Fue una mujer de hierro, como el filo de la corbella que sostenía en sus manos, capaz de doblar jornadas, segar y partirse el lomo sin quejarse. Hoy apenas sostiene un vaso de agua. La que caminaba los bancales cuesta arriba cargando haces de mies, ahora arrastra los pies por el pequeño comedor, como si cada baldosa fuera un obstáculo insalvable. El suelo que antes vencía con firmeza hoy la humilla. Cada movimiento es una negociación fallida con sus huesos.
No es solo ella. El tiempo es el mismo verdugo para todos: en la juventud seduce, en la madurez exprime y en la vejez desmorona, hasta reducirnos a despojo. Nada más igualitario que esa demolición paciente. Ya lo sabía Jorge Manrique en sus Coplas: "nuestras vidas son los ríos / que van a dar en la mar, / que es el morir". Quevedo dejó escrito: "soy un fue, y un será, y un es cansado". Y Unamuno lo sintió con brutal claridad: la vida se devora a sí misma, y el tiempo no perdona. Pero ni la poesía ni la metáfora nos salvan: el tiempo arrasa incluso los recuerdos, y solo deja escombros.
La decrepitud no encierra misterio alguno. Es la entropía, el desgaste inevitable que gobierna todo lo que existe. Igual que se apaga una estrella o se enfría un café, así se desploma un cuerpo.
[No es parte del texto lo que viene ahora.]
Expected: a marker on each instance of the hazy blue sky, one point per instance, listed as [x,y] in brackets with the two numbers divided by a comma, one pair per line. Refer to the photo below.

Cumplido el ciclo reproductivo, el individuo pierde valor: en términos evolutivos ya no cuenta. La selección natural lo aparta, lo desecha, porque lo único que importa es el relevo, el intercambio y la renovación incesante de la especie.
Hegel lo advirtió mucho antes de Darwin y de la genética: la especie solo se mantiene mediante la desaparición de los individuos, cuyo destino, cumplido el apareamiento, no es otro que acercarse a la muerte.
Y, sin embargo, la sociedad aparta la vista. Los viejos son tratados como una molestia en el engranaje, un estorbo que se arrumba en habitaciones, residencias o silencios. Se ocultan como se ocultan las ruinas que incomodan la mirada. Pero ese cuerpo tembloroso no es un error: es un espejo. Y en él está escrito lo que nos aguarda a todos… si llegamos vivos hasta entonces.
Recuerdo una escena de mis años de estudiante en la Universitat de Valencia. En Benimaclet, un anciano cruzaba la calle con lentitud. Un coche frenó de golpe y el conductor lo insultó a gritos: "viejo", le reprochó, como si la torpeza fuera un delito. El hombre me sostuvo la mirada un instante. No pedía compasión: solo mostraba la certeza de haber recibido una injusticia. Esa mirada no la olvidé. Era la de quien ya no tiene defensa ni contra el tiempo ni contra el desprecio de los vivos.
El tiempo no se apiada ni se detiene. Más que transformar, tritura. Al final no somos más que carne gastada. Y no queda nada que negociar: porque el único que siempre gana es el tiempo.